Twenty years ago, a film by a white male director with a predominately white cast drew Americans to the box office. But, in 2018, in less than two months, “Black Panther,” a film by a Black director, who is a social justice activist and the first Black person to direct a Marvel superhero movie has drawn audiences of all races to theaters in droves.
“Black Panther” has become a cultural phenomenon and is reflective of a cultural shift, which should also secure its place in the National Film Registry.
The 2018 Hollywood Diversity Report suggests that the industry at large should invest in hiring that is reflective of the U.S. population, which is almost 40 percent minority and at least 50 percent female.

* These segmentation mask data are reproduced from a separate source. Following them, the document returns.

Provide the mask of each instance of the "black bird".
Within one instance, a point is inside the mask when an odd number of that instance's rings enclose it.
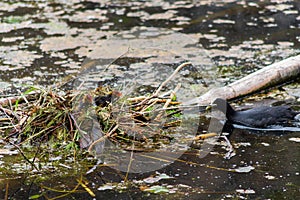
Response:
[[[235,111],[225,99],[221,98],[217,98],[213,104],[226,115],[228,122],[256,128],[287,123],[299,114],[289,106],[261,106]]]

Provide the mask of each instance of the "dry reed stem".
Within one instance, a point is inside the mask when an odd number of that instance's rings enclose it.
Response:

The report analyzed the casts of and talent behind the top 200 theatrical releases of 2016 and 1,251 broadcast, cable and digital platform television shows from the 201516 season.
According to the report, in 2016, films with casts made up of 21 to 30 percent minority actors had the highest median global box office ticket sales and the highest median return on investment. Films with the most racially homogenous casts were the poorest financial performers.
Darnell Hunt, dean of the division of social sciences in the UCLA College is also an author of the Hollywood Diversity Report.
At a panel discussion in March, Hunt said that “‘Black Panther’ has proven such a cultural and economic force that, all by itself, it could change industry data to demonstrate an even more positive relationship between diversity in a film and its financial bottom line. In the process, the film could discredit myths such as the belief that movies with racial and ethnic minorities in lead roles wouldn’t draw audiences overseas that have prevented more such films from being made,” according to UCLA.
“It’s not often that you see two Black men in a movie playing a role of this importance. You see it with white actors, [like] ‘Ocean’s Eleven’ where it’s Brad Pitt and Matt Damon and George Clooney, and it’s like, ‘Why does that never happen with us'” Chadwick Boseman, who stars as T’Challa in “Black Panther” said in February.
“Hopefully the success of this will make it be commonplace. It’ll make Hollywood stop saying, ‘Well, your movies don’t travel.”